Signe(s) particulier(s) :
– sixième film du cinéaste américain d’origine allemande Derrick Borte, principalement connu pour la comédie noire "The Joneses" (2010).
Résumé : Mauvaise journée pour Rachel : en retard pour conduire son fils à l’école, elle se retrouve coincée au feu derrière une voiture qui ne redémarre pas. Perdant patience, elle klaxonne et passe devant. Quelques mètres plus loin, le même pick up s’arrête à son niveau. Son conducteur la somme de s’excuser, mais elle refuse. Furieux, il commence à la suivre... La journée de Rachel se transforme en véritable cauchemar.
La critique de Julien
Méfiez-vous du klaxon ! Car s’il y a bien une (seule) chose que nous apprend "Enragé", c’est de le manier avec politesse et sympathie (préférez ainsi deux petits coups plutôt qu’un long !), au risque de tomber sur un inconnu (très) instable, bien décidé à vous pourrir votre journée, à moins d’excuses. Mais faut-il encore pour cela être en tort ! C’est en tout cas ce qu’il va arriver à Rachel Hunter (Caren Pistorius), une mère célibataire récemment divorcée, souffrant de "retardite aiguë", alors qu’elle doit conduire son fils (Gabriel Bateman) à l’école, et aller couper les cheveux d’une cliente... La pauvre tombera alors dans les embouteillages monstres de la Nouvelle-Orléans, et klaxonnera à un pick-up noir n’ayant pas passé au vert. Sauf que ce qu’elle ignore, c’est que le propriétaire de l’engin, Tom Cooper (Russel Crowe), se définissant comme un laissé-pour-compte de la société, ayant tout perdu depuis son divorce, a lâchement assassiné son ex-épouse et son compagnon la veille au soir, mettant le feu à la maison. En fuite, autant dire que le bonhomme, déséquilibré, est dangereusement exaspéré par les gens qui ne s’excusent pas, ce que Rachel ne tardera pas à comprendre.

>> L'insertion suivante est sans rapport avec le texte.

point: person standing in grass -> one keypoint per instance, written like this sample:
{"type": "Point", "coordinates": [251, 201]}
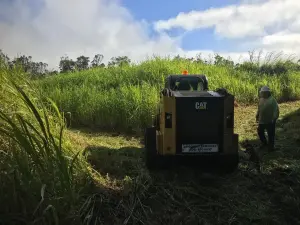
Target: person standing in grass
{"type": "Point", "coordinates": [266, 116]}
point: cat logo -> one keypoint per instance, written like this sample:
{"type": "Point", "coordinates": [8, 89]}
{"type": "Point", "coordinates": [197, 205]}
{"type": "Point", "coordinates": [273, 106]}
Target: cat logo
{"type": "Point", "coordinates": [200, 105]}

"Enragé" débute alors par une scène d’ouverture qui nous met en ambiance, avant de poursuivre par un générique qui va déjà se chercher des excuses afin de justifier ses futures incohérences. Ce dernier nous assomme alors d’extraits fictifs de reportages télévisés alarmants, et de séquences filmées en rue, tout ça pour nous dire que rien ne va plus sur les routes (les forces de l’ordre sont dépassées et ne savent plus porter assistance à tout le monde !), tandis que l’égoïsme a gagné notre société, dans laquelle tout doit aller plus vite, et où les gens se tapent dessus pour un rien. Ça a eu moins le mérite d’être clair !
Derrick Borte met alors en place un thriller sans temps port, et multipliant comme seul intérêt des scènes de courses-poursuites - (très) violentes - en guise de spectacle. Mais la tension, elle, n’est aucunement au rendez-vous, étant donné le caractère totalement improbable du scénario. En effet, tout (ou presque) manque ici de crédibilité, et dès lors de réalisme. Impossible ainsi d’y croire, et de ressentir la moindre empathie, ne serait-ce même envers le personnage principal, qui met du temps à percuter, au contraire de celui campé par Russel Crowe, lequel doit se contenter du rôle du psychopathe de service, blâmant la société par ses échecs, et qui, n’ayant plus rien à perdre, décide de se venger sur une belle inconnue. Quelle tristesse alors d’assister à un tel rôle bourru et frustré, joué par un acteur d’un tel acabit, Crowe ne bénéficiant au plus ici que de quelques répliques pour nous en dire plus sur son personnage, et ses motivations extrêmes infondées. Et c’est bien dommage, car le film aurait pu tourner cette situation à son avantage s’il avait pris la peine d’approfondir ses portraits (au téléphone ou non), ayant même des points communs par rapport à leur situation personnelle, d’autant plus que celui de Caren Pistorius a également, faut-il croire, des choses à se reprocher... Dès lors, "Enragé" aurait permis à sa critique de la société urbaine américaine en pleine déchéance d’être au moins entendue (pour ne pas dire plus nuancée). Mais bien décidé à appuyer sur le champignon, "Enragé" fonce dans le tas, et n’est qu’une parodie de ce qu’il met en scène.
Il y a des films qu’on aurait préféré ne pas voir, et "Enragé" en fait partie. Russel Crowe se perd au volant dans ce thriller abrutissant, qui aurait pu jouer sur l’ambiguïté de la figure du coupable, malmené par une société en manque de civisme, lequel préfère alors se transformer en un "rage-movie" sans relief, entre "Duel" (1971) de Steven Spielberg et "Chute Libre" (1993) de Joel Schumacher.